For all the gloom enveloping Hong Kong, the stock market is looking decidedly upbeat.
The mainstays of the $291bn economy, from property to tourism, retail sales and trade, are fraying. Public confidence in the city’s future is the lowest in a decade and legislative dysfunction is delaying bills.
The benchmark equity gauge is heading in the opposite direction, back towards a bull market.
Optimists say Hong Kong is home to some of the strongest companies in Asia and a $2tn equity rout has made the city’s shares too cheap to pass up.
Plus, two of the biggest concerns that propelled the MSCI Hong Kong Index to a three-year low in January - the Federal Reserve’s monetary tightening and China’s sliding yuan - have receded, with US policy makers dialling back their planned interest-rate increases for this year and the Chinese currency stabilising against the dollar.
“I can understand from macro viewpoint a number of strategists saying Hong Kong is not looking great,” said Khiem Do, the Hong Kong-based head of multi-asset strategy at Baring Asset Management. “But when you look at the companies, they are very hardnosed, very bottom-line focused.
There will always be some great companies in Hong Kong trading at a reasonable price which one has to buy because they’re very well managed.” The MSCI Hong Kong Index climbed 17% from its January 21 low through Wednesday, beating the 14% advance by the MSCI All-Country World Index. Even after the advance, the city’s 44-member gauge trades at 1.2 times net assets, almost half the level of the global measure.
The MSCI Hong Kong index advanced 1.2% on Thursday, its highest close since November 24, while the Hang Seng Index rallied 1.8%.
While the city’s economic data is poor, that doesn’t mean the outlook for its companies is necessarily bad, according to Adrian Mowat, the chief Asian and emerging-market equity at JPMorgan Chase & Co An improvement in China’s economy will boost equities across the border, he said.
For Mowat, some of the biggest weightings on the MSCI Hong Kong gauge are well diversified with good cash flow, while utility companies are attractive to yield-hungry investors.
Pork producer WH Group, the best performer on the measure this year, gets 60% of its revenue from the US, with about a third coming from China. Analysts forecast an average 4.2% dividend yield in the next 12 months for utilities CLP Holdings and Power Assets Holdings, compared with an average 2.9% for companies on the MSCI Asia Pacific Index.

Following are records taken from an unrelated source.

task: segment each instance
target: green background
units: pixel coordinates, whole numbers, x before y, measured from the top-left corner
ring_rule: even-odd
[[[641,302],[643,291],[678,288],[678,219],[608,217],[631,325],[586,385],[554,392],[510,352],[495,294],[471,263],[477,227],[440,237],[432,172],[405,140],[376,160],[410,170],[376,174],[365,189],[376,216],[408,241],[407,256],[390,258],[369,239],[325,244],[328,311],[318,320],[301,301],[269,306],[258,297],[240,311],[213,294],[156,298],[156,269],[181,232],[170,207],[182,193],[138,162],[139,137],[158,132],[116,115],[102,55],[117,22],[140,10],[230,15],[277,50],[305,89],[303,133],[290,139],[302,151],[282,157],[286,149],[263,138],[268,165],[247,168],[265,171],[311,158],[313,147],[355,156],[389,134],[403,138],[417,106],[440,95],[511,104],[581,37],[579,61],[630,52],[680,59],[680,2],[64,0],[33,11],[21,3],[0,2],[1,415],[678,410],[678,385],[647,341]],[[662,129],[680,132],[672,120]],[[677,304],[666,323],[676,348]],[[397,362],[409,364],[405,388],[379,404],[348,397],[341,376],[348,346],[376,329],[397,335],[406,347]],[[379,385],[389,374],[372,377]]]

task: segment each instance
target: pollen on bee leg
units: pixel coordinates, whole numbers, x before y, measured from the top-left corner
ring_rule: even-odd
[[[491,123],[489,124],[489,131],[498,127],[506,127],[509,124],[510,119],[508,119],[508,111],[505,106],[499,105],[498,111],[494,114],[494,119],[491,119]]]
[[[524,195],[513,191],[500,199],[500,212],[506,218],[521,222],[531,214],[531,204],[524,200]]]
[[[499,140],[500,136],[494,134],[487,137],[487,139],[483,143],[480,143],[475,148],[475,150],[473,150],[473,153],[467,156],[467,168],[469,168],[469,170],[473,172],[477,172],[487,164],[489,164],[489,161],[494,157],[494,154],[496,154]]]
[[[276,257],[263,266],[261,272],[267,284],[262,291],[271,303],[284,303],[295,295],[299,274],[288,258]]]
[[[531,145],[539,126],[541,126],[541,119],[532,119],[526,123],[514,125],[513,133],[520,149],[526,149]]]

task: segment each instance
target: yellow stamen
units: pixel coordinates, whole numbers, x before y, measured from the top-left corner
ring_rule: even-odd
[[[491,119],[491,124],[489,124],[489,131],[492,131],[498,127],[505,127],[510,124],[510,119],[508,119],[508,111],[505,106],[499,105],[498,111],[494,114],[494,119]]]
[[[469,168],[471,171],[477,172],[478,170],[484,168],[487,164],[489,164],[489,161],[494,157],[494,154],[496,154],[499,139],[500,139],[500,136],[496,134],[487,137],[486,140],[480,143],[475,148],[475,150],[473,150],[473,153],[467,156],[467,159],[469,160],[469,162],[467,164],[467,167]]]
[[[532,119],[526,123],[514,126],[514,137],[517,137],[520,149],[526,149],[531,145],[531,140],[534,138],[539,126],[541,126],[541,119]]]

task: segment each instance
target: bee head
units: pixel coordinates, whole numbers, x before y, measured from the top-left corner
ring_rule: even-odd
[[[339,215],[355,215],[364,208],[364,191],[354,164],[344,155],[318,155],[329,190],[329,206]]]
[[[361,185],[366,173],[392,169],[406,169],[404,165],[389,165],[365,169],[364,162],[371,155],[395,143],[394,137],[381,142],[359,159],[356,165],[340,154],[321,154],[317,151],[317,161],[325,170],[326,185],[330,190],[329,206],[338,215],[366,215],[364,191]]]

The time to buy is when sentiment has turned “overly bearish,” says Tony Chu, a Hong Kong-based money manager at RS Investment Management, which oversees about $17bn.
That may explain why stocks most directly tied to Hong Kong’s economic problems have led the rebound. Among the biggest gainers are Macau casino operators, real estate companies including Li Ka-Shing’s Cheung Kong Property Holdings, and lenders such as Bank of East Asia.
The Macau gambling industry is suffering through an almost two-year slump, Hong Kong’s home sales are the lowest since at least 2002 and Morgan Stanley predicts the city’s lenders will struggle under shrinking revenues and rising credit costs.
Chow Tai Fook Jewellery Group is up 32% from its January low, even as reports showed the number of mainland tourists, who once flooded the city’s shopping districts to load up on luxury handbags and expensive watches, fell 18% in the first two months of the year, according to Hong Kong government data. Retail sales plunged the most since 1999 in February and the first-quarter jobless rate reached a 28-month high.
“It’s still a functioning economy,” said Paul Chan, the Hong Kong-based chief investment officer for Asia excluding Japan at Invesco, which oversees $772bn globally. He holds more Hong Kong shares than the benchmarks he tracks. The city’s “corporate ownership is a bit different. They are family owned or majority shareholder owned and the balance sheet risk is a lot lower in terms of capital expenditure.”
For Rahul Chadha, co-chief investment officer at Mirae Asset Global Investments, the dominance of a handful of tycoons over the city’s economy is a reason to sell rather than buy. He says it’s strangling innovation, while the city’s businesses will struggle without being able to rely on a steady increase in mainland tourists.
“It’s a very oligopolistic market structure which doesn’t encourage too much competition,” said Chadha. The stock market is “cheap, but it can go lower. You’re not seeing an improvement from a structural, fundamental perspective for us to say that this is bottoming.”
Chu says the city’s large budget surpluses will help it counter the effects of a slowing economy, while a weakening greenback and diminishing prospects for higher US interest rates will relieve pressure on the Hong Kong dollar. The government is also able to relax some measures it introduced to cool the property market if the downturn continues, Chu says.
Hong Kong sits on estimated fiscal reserves of $111bn. Traders are pricing in zero chance the Fed will raise rates at its meeting next week, while the first month with at least even odds for a boost is December. Secondary residential prices are stabilising after mortgage rates eased since March.
“Although it’s gloomy and the economic outlook is weak, it may not be as bad as people would have expected,” Chu said. “The negatives are moderating now.”